A gap 121 having a gap dimension of at most 1/20 of the external diameter of the ball bearing is located axially between a cooling element 101 formed on the housing cover 33 and the axial outer wall surface of the containment shell 77. A layer of a thermally conductive paste, which is also replaceable by thermally conductive adhesive, is provided in the gap 121 in the embodiment shown.

Heat dissipation of the heat generated by the ball bearing 29 in operation takes place from the ball bearing 29 to the ball bearing cup 28, furthermore to the containment shell 77 and in the axial direction via the thermally conductive paste to the cooling element 101 of the housing cover 33 of the motor housing 22. The heat is emitted further to the external environment from the housing cover 33. The motor housing and in particular its housing cover 33 therefore function as a heat sink.

Claims

1. A rotor (1) of an electric motor having a permanent magnet (6) extending around an axis of rotation of the rotor, on which a plastic overmolding (3) is provided, which defines a shaft passage (10) for the fastening receptacle of a motor shaft (14) of the electric motor along the axis of rotation, and wherein a press-fit bushing (2), into which the motor shaft can be pressed by a press fit and can be fixed on the rotor, is arranged directly adjoining the shaft passage (10) formed by the plastic overmolding (3).

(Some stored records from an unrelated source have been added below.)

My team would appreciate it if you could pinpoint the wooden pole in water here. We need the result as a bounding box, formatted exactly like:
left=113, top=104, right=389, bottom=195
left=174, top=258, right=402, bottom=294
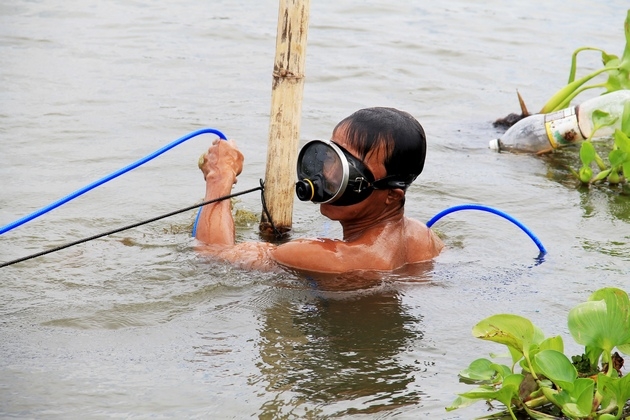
left=260, top=0, right=310, bottom=235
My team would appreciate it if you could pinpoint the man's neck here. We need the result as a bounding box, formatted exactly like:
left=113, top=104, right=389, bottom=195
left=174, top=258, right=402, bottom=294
left=341, top=208, right=404, bottom=242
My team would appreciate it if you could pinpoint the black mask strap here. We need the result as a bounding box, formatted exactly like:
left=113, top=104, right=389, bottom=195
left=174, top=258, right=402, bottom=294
left=372, top=175, right=417, bottom=191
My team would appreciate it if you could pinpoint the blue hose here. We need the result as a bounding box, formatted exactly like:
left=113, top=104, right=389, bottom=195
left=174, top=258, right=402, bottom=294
left=427, top=204, right=547, bottom=254
left=0, top=128, right=227, bottom=235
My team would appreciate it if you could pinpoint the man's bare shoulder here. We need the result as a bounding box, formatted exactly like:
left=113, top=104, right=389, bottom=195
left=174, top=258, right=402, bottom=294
left=405, top=218, right=444, bottom=263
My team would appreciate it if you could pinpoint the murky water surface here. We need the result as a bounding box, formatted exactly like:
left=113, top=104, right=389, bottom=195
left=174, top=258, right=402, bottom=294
left=0, top=0, right=630, bottom=419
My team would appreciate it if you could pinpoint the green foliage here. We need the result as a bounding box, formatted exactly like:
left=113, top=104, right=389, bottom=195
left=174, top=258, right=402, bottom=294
left=540, top=9, right=630, bottom=114
left=573, top=103, right=630, bottom=184
left=446, top=287, right=630, bottom=420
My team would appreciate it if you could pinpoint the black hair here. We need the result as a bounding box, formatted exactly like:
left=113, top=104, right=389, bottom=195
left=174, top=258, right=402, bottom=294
left=333, top=107, right=427, bottom=189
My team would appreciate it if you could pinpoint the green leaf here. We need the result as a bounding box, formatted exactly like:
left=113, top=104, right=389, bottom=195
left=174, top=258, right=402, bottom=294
left=617, top=343, right=630, bottom=355
left=472, top=314, right=544, bottom=363
left=578, top=166, right=593, bottom=184
left=593, top=169, right=610, bottom=182
left=597, top=373, right=630, bottom=418
left=613, top=129, right=630, bottom=153
left=539, top=335, right=564, bottom=353
left=533, top=350, right=577, bottom=391
left=621, top=102, right=630, bottom=136
left=453, top=373, right=524, bottom=408
left=459, top=359, right=497, bottom=383
left=580, top=141, right=596, bottom=167
left=569, top=288, right=630, bottom=364
left=608, top=149, right=628, bottom=169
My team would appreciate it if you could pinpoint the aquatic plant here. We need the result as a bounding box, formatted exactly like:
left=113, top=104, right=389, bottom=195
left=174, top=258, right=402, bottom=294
left=446, top=287, right=630, bottom=420
left=540, top=9, right=630, bottom=114
left=571, top=103, right=630, bottom=184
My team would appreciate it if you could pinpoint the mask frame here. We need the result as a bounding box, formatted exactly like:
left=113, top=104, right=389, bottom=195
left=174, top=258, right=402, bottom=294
left=295, top=140, right=404, bottom=206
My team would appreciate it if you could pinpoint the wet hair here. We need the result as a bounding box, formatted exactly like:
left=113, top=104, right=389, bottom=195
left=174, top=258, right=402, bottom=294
left=333, top=107, right=427, bottom=190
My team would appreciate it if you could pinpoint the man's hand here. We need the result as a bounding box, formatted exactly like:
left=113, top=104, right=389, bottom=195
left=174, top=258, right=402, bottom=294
left=198, top=139, right=243, bottom=184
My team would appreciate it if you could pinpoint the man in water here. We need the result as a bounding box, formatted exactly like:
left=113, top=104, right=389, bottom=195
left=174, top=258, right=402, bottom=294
left=196, top=108, right=443, bottom=274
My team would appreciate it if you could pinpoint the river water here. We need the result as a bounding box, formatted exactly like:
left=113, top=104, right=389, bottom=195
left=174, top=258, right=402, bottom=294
left=0, top=0, right=630, bottom=419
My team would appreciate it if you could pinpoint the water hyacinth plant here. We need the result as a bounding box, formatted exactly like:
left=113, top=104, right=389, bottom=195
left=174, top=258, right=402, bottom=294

2. The rotor as claimed in claim 1, characterized in that the press-fit bushing (2) and the permanent magnet (6) are arranged at the same axial height along the axis of rotation and at least partially overlap viewed in axial section.

3. The rotor as claimed in claim 1, characterized in that the press-fit bushing (2) and the permanent magnet (6) are arranged at the same axial height along the axis of rotation and overlap completely over their respective axial length.

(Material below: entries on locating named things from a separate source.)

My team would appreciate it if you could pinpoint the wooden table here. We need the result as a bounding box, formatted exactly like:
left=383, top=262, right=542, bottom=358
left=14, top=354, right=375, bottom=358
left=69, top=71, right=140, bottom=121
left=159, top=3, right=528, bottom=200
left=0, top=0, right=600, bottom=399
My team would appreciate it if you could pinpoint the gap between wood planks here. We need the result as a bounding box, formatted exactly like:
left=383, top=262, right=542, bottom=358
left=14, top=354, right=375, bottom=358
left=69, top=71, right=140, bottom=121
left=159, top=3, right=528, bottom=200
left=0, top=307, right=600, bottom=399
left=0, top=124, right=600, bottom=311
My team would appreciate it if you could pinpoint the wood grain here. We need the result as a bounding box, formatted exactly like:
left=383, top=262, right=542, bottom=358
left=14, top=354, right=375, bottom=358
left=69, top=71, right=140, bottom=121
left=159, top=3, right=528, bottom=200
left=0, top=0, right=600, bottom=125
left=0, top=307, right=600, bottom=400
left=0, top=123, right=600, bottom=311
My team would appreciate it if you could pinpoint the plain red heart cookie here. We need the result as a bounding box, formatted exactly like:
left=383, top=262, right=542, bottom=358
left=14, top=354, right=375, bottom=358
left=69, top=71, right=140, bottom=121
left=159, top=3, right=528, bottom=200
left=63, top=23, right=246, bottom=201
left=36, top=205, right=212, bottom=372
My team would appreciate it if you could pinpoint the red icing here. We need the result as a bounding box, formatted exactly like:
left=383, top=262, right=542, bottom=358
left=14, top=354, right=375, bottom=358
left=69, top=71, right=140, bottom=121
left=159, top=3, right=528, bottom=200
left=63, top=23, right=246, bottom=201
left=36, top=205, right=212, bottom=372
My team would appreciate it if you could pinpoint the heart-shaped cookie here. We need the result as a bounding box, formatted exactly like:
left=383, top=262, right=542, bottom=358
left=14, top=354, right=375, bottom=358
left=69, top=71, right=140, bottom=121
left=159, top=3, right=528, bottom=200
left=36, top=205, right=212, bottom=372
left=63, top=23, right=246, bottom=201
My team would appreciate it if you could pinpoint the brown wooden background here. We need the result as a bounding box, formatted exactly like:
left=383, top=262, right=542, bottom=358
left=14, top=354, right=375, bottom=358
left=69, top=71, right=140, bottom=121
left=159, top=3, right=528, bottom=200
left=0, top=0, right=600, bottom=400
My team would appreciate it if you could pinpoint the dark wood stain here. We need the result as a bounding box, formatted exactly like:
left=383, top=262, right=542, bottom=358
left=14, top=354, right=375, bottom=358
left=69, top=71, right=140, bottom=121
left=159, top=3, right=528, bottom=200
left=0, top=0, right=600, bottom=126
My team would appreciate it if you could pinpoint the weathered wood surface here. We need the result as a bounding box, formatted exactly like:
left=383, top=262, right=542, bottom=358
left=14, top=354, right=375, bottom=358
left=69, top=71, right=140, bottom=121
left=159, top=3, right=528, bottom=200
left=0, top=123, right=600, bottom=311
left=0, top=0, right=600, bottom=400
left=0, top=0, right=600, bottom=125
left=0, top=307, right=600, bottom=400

4. The rotor as claimed in claim 1, characterized in that the permanent magnet (6) includes at least one axial recess (5), in which the plastic overmolding (3) engages in a formfitting manner, on at least one of its two axial end sides (15, 16).

5. The rotor as claimed in claim 1, characterized in that the permanent magnet (6) includes at least one axial recess (5), in which the plastic overmolding (3) engages in a formfitting manner, on both of its axial end sides (15, 16).

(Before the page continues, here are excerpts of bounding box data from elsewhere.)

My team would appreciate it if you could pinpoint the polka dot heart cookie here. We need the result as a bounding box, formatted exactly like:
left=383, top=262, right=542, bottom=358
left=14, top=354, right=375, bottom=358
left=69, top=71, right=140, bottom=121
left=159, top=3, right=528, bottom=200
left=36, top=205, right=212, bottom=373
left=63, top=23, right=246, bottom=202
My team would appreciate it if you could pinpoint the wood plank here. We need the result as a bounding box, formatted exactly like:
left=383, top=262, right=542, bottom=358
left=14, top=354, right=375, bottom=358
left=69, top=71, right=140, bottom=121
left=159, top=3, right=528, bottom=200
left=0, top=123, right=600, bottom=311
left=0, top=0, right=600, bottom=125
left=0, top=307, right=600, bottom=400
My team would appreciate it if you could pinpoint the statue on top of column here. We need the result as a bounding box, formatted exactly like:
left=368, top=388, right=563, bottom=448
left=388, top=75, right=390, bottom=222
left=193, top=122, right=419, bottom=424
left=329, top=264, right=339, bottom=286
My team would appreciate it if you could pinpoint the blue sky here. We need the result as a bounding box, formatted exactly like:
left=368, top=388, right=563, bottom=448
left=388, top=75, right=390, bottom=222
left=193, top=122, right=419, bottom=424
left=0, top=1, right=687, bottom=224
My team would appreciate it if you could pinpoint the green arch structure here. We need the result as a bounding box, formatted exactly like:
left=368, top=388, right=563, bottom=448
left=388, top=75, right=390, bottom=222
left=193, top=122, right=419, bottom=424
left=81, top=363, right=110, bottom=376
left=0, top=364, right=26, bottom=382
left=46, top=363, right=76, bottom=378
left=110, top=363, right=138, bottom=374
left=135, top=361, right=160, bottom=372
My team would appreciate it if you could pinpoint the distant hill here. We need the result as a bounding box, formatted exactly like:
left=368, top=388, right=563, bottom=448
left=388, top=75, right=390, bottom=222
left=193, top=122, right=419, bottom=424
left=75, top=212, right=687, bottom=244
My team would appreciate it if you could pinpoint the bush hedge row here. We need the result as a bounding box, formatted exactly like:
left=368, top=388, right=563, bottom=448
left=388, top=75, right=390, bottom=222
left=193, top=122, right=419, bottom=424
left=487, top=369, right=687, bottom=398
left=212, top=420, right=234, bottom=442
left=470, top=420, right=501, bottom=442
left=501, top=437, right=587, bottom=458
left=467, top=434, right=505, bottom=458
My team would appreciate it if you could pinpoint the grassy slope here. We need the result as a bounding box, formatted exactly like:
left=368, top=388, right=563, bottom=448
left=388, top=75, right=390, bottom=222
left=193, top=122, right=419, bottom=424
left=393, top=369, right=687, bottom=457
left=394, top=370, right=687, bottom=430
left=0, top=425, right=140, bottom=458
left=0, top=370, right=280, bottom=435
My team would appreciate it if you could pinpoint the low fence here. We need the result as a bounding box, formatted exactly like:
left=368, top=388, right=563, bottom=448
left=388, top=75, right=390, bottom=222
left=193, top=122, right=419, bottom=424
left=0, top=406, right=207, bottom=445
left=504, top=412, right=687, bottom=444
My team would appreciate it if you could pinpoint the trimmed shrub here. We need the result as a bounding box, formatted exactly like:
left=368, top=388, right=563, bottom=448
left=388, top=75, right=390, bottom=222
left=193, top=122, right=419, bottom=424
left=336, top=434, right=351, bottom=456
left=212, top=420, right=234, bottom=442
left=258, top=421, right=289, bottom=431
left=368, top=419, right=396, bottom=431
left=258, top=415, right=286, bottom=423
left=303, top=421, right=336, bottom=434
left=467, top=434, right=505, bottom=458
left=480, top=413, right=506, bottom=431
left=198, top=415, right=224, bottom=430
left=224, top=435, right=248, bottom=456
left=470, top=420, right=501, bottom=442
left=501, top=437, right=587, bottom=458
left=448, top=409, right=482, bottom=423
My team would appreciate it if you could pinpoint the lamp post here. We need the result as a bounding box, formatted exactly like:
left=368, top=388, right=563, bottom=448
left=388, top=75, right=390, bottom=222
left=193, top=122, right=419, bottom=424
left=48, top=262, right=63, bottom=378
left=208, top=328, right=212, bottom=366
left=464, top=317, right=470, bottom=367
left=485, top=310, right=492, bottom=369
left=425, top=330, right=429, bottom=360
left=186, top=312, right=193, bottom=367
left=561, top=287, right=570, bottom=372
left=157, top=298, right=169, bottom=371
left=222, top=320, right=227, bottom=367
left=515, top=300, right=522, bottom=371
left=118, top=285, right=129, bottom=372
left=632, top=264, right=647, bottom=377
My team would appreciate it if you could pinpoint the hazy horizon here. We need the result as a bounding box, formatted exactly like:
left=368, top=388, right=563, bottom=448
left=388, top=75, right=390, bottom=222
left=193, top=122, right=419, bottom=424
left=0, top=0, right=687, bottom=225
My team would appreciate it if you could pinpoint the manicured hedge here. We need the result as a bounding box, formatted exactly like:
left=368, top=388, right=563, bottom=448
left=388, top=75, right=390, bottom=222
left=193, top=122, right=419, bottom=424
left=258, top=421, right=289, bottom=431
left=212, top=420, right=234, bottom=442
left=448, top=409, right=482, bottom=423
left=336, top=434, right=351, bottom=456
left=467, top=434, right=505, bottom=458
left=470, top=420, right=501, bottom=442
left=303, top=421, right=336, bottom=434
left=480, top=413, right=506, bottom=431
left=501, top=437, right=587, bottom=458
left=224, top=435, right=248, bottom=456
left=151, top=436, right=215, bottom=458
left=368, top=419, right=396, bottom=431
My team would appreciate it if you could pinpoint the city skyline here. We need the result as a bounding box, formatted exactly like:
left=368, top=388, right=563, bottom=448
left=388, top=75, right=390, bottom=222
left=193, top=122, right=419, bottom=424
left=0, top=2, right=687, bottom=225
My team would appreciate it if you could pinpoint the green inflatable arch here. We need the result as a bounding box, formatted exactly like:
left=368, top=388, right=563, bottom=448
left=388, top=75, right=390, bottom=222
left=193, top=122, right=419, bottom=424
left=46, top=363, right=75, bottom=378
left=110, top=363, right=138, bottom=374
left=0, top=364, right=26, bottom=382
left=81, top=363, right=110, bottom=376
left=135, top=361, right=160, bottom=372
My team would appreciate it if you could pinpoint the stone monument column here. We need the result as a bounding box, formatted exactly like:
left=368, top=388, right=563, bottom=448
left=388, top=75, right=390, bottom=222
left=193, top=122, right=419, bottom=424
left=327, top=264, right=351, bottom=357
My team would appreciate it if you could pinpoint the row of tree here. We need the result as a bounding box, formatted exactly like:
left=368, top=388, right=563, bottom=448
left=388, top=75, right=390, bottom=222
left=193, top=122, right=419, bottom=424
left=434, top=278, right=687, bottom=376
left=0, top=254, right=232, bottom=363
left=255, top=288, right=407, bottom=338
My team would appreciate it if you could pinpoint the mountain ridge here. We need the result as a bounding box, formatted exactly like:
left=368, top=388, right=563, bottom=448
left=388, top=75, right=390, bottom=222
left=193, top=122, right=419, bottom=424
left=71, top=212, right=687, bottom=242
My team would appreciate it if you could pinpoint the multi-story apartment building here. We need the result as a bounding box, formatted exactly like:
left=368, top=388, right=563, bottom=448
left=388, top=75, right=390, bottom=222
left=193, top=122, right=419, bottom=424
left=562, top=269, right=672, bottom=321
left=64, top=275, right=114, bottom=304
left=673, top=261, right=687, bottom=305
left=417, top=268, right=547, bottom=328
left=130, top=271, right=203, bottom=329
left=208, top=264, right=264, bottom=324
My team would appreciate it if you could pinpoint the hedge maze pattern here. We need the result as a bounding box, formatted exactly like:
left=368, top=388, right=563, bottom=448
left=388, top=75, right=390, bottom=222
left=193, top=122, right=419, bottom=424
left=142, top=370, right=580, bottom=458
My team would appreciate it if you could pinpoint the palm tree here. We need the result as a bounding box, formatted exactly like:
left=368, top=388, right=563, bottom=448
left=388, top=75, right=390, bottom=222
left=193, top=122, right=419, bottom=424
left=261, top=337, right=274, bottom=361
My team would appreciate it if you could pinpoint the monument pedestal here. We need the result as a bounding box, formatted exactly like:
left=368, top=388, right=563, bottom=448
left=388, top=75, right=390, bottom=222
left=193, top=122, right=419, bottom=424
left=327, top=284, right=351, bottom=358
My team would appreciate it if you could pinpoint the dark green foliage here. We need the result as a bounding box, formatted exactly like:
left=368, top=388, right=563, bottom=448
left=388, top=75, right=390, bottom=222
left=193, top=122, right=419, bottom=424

6. The rotor as claimed in claim 4, characterized in that the axial recess (5) is formed as a notch in the transition region from the axial end side to the radial inner lateral surface of the permanent magnet (6).

7. The rotor as claimed in claim 4, characterized in that the recess (5) is formed circumferentially in the circumferential direction and has a spherical cap cross section.

8. The rotor as claimed in claim 1, characterized in that the plastic overmolding (3) extends in the axial direction beyond the axial end faces of the permanent magnet (6) and forms at least one contact surface on at least one of the two axial end faces of the permanent magnet (6).

9. The rotor as claimed in claim 1, characterized in that the plastic overmolding (3) includes an axial stop (9), which the press-fit bushing (2) is positioned pressing against.

10. The rotor as claimed in claim 1, characterized in that the permanent magnet (6) is formed from brittle, inelastic material.

11. The rotor as claimed claim 1, characterized in that the plastic overmolding (3) has partially elastic properties, so that the press-fit bushing (2) can be pressed in the radial direction into the plastic overmolding (3).

12. The rotor as claimed claim 1, characterized in that the press-fit bushing (2) has an axial length which corresponds to at least 50% of an axial length of the permanent magnet (6).

13. The rotor as claimed claim 1, characterized in that it is formed rotationally symmetrical.

14. The rotor as claimed in claim 1, characterized in that the plastic overmolding (3) and/or the permanent magnet (6) are integrally formed.

15. An electric motor (100) having a stator (26) and a rotor (1) as claimed in claim 1, wherein the motor shaft (14) is fixed on the rotor (1) pressed by a press fit into the press-fit bushing (2).